We come to the entrance to platforms 6 and 7 which are, if anything set further back than the stairs to platforms 4 and 5. At this point I’m just trying to get out alive. There’s lots of noise and motion, the path seems clear. I take three full steps across the landing entrance before not, one, not two, but a bunch of three or four people hit me from the right. I stumble and half trip while the people move around and keep going. I take another step and something feels wrong.
The cane isn’t running over the ground properly. I stop as I realise that the thing is now in two pieces held together by the elastic inside. I throw the useless thing on the ground. Retrospectively I think the tip actually broke off at this point, but given the whole end had come away, that was just the last straw.
I shouted. I don’t remember exactly what I shouted. I realise at this point I’m totally stuck, I can’t see anything meaningful, I have nothing to track the ground with (the mini-guide really only works around waist height). I am close to tears and in shock.
What has happened at this point is that my mobility and independence were taken away by a few uncaring people. Were I in a wheelchair, it would be as though they’d tipped me out and taken to it with baseball bats. Would people have done something if that had happened? What about if these people had walked up and poked my eyes out?
(We’ll ignore the minor problem that if I were in a wheelchair I wouldn’t be using Redfern Station as it isn’t wheelchair accessible)
What I got was some random fellow commuter who stopped and asked if I was OK. Not station staff. Not transit officers. A fellow commuter. Would that have happened if I’d been a wheelchair user? If I’d been obviously assaulted?
So this one guy actually stops and asked if I was OK. I mumbled something about the ruined cane, waving it vaguely. At this point I’m mentally pulling myself together enough to think I’ve got a spare at work. I fumble around my phone a bit, trying to find my contacts. Eventually I get it together enough to call the office. It’s just before 9am, so it goes to the answering machine. I hang up and try to find colleagues mobile number. I manage to make the call and arrange to meet near the ticket barriers on Gibbons Street.
At this point I’m starting to make sense of things again, and realise I’ve got to make it down the concourse and the across the open space to the ticket barriers. While I can follow the wall on the edge of the concourse, I have no idea how I’m going to make it across the space with no tactile references. At this point the other guy is still standing there and asks again if I need help. I stumble my way through a sentence, indicating where I needed to go. Placing his arm against my hand, he offered his elbow for me to grab.
I was surprised. Most of the time, when strangers try to lead they grab my arm, or worse still my hand and try and push me along. This is totally the wrong method. This random guy had got it totally right. I asked if he’d done this before, to which he responded that he hadn’t.

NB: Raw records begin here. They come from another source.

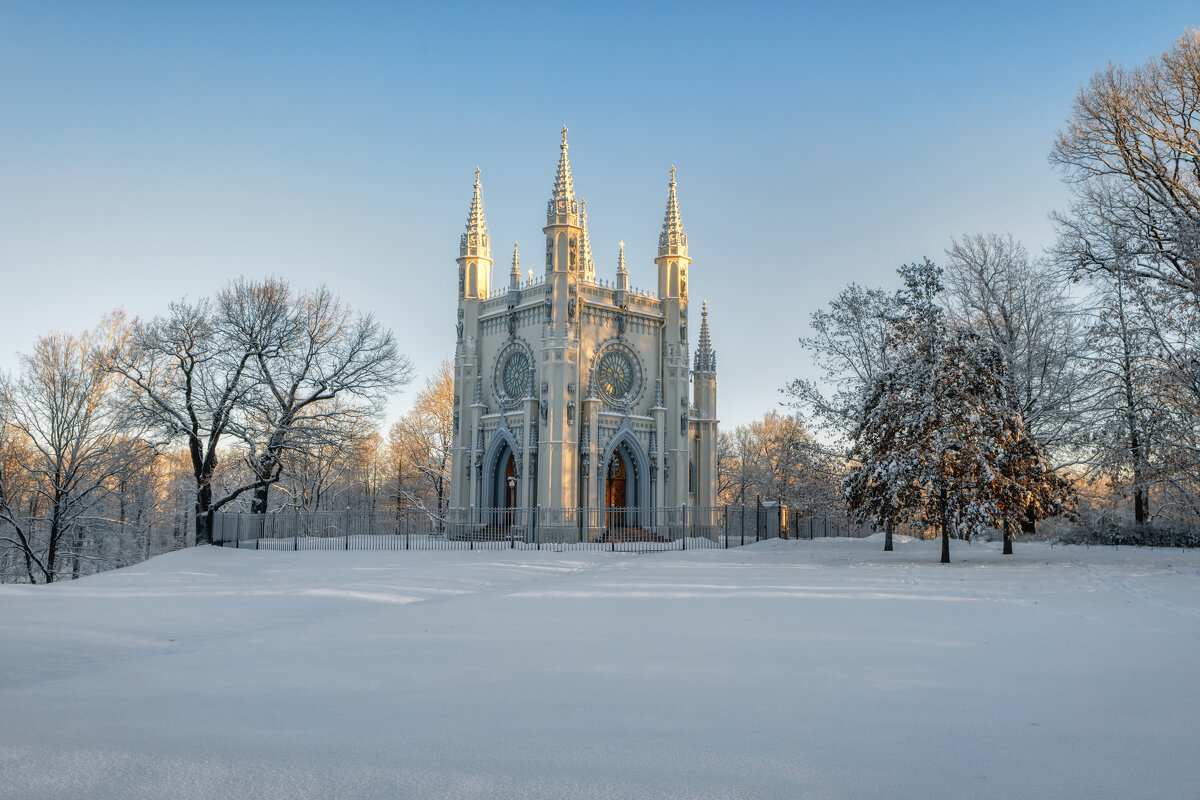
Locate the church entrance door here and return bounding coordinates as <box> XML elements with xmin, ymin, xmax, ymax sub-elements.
<box><xmin>606</xmin><ymin>453</ymin><xmax>628</xmax><ymax>530</ymax></box>
<box><xmin>504</xmin><ymin>453</ymin><xmax>518</xmax><ymax>510</ymax></box>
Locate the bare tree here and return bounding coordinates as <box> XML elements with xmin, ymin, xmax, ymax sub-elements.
<box><xmin>0</xmin><ymin>317</ymin><xmax>142</xmax><ymax>582</ymax></box>
<box><xmin>387</xmin><ymin>361</ymin><xmax>453</xmax><ymax>522</ymax></box>
<box><xmin>1080</xmin><ymin>269</ymin><xmax>1159</xmax><ymax>523</ymax></box>
<box><xmin>785</xmin><ymin>283</ymin><xmax>899</xmax><ymax>444</ymax></box>
<box><xmin>222</xmin><ymin>279</ymin><xmax>411</xmax><ymax>514</ymax></box>
<box><xmin>1050</xmin><ymin>28</ymin><xmax>1200</xmax><ymax>297</ymax></box>
<box><xmin>1051</xmin><ymin>32</ymin><xmax>1200</xmax><ymax>524</ymax></box>
<box><xmin>717</xmin><ymin>411</ymin><xmax>838</xmax><ymax>514</ymax></box>
<box><xmin>110</xmin><ymin>298</ymin><xmax>262</xmax><ymax>544</ymax></box>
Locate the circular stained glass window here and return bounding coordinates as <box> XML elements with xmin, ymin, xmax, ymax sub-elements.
<box><xmin>597</xmin><ymin>350</ymin><xmax>635</xmax><ymax>403</ymax></box>
<box><xmin>502</xmin><ymin>351</ymin><xmax>530</xmax><ymax>399</ymax></box>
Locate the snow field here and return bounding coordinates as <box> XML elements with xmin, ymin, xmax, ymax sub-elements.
<box><xmin>1</xmin><ymin>536</ymin><xmax>1198</xmax><ymax>799</ymax></box>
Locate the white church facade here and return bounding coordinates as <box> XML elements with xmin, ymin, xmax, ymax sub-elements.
<box><xmin>449</xmin><ymin>129</ymin><xmax>718</xmax><ymax>523</ymax></box>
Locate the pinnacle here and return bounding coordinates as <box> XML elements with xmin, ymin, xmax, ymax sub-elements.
<box><xmin>580</xmin><ymin>199</ymin><xmax>596</xmax><ymax>281</ymax></box>
<box><xmin>616</xmin><ymin>241</ymin><xmax>629</xmax><ymax>289</ymax></box>
<box><xmin>695</xmin><ymin>300</ymin><xmax>715</xmax><ymax>373</ymax></box>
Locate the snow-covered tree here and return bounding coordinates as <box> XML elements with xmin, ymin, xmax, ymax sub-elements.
<box><xmin>844</xmin><ymin>261</ymin><xmax>1075</xmax><ymax>562</ymax></box>
<box><xmin>944</xmin><ymin>232</ymin><xmax>1089</xmax><ymax>534</ymax></box>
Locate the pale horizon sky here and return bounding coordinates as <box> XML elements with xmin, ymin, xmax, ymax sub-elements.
<box><xmin>1</xmin><ymin>1</ymin><xmax>1197</xmax><ymax>429</ymax></box>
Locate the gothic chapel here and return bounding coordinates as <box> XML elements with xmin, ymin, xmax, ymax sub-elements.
<box><xmin>449</xmin><ymin>129</ymin><xmax>718</xmax><ymax>520</ymax></box>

After taking me through the gate, he left me by the ticket machine, placing my hand on the fence.
So to this random guy, thanks. Seriously thanks. Sorry for being a mess and not thanking you properly at the time.

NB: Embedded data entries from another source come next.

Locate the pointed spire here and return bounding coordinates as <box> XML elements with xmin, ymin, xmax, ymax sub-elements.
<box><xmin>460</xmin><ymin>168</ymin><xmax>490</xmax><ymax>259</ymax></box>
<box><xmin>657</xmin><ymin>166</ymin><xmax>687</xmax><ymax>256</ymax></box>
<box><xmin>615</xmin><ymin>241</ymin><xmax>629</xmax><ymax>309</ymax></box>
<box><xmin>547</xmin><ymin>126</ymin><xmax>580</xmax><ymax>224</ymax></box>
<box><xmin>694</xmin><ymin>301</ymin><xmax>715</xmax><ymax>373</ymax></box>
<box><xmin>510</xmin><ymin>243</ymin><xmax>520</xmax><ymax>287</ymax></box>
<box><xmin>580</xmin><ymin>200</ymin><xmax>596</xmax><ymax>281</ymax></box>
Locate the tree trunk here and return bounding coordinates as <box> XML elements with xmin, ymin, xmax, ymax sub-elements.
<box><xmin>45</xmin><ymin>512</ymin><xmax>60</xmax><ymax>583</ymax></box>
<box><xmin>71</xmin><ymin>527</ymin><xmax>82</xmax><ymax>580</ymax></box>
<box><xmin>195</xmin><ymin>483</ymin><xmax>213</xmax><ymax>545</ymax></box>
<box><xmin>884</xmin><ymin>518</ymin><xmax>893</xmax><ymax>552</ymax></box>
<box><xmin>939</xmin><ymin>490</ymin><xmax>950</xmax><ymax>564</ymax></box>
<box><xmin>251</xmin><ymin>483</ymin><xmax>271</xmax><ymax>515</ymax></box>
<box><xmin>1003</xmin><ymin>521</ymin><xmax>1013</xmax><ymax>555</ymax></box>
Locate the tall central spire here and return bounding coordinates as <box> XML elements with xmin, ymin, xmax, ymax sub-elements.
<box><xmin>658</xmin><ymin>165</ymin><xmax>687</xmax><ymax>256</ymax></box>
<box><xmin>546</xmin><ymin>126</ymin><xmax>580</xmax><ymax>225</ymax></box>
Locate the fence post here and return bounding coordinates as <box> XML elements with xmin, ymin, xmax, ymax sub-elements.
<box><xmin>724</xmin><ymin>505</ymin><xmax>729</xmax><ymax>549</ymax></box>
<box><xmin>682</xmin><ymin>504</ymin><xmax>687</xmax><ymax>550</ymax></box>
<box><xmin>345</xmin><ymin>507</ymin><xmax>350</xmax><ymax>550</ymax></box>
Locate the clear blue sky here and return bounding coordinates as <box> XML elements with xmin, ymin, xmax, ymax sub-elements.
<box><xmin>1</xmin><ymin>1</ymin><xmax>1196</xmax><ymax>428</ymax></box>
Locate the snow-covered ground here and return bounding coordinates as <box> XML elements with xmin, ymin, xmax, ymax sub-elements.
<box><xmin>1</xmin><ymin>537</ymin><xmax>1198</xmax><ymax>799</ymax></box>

To the staff, transit officers and other commuters at Redfern Station, I am seriously angry. Presently I’m trying to find a way to work that avoids this station entirely, though I suspect there isn’t one that doesn’t involve at least three train changes.
This is not the first time I’ve had a cane ruined at Redfern station, though this is the most severe example. At no point has any member of staff, any transit officer, or any commuter ever offered any kind of assistance. This, to me, demonstrates exactly what’s wrong with Australia.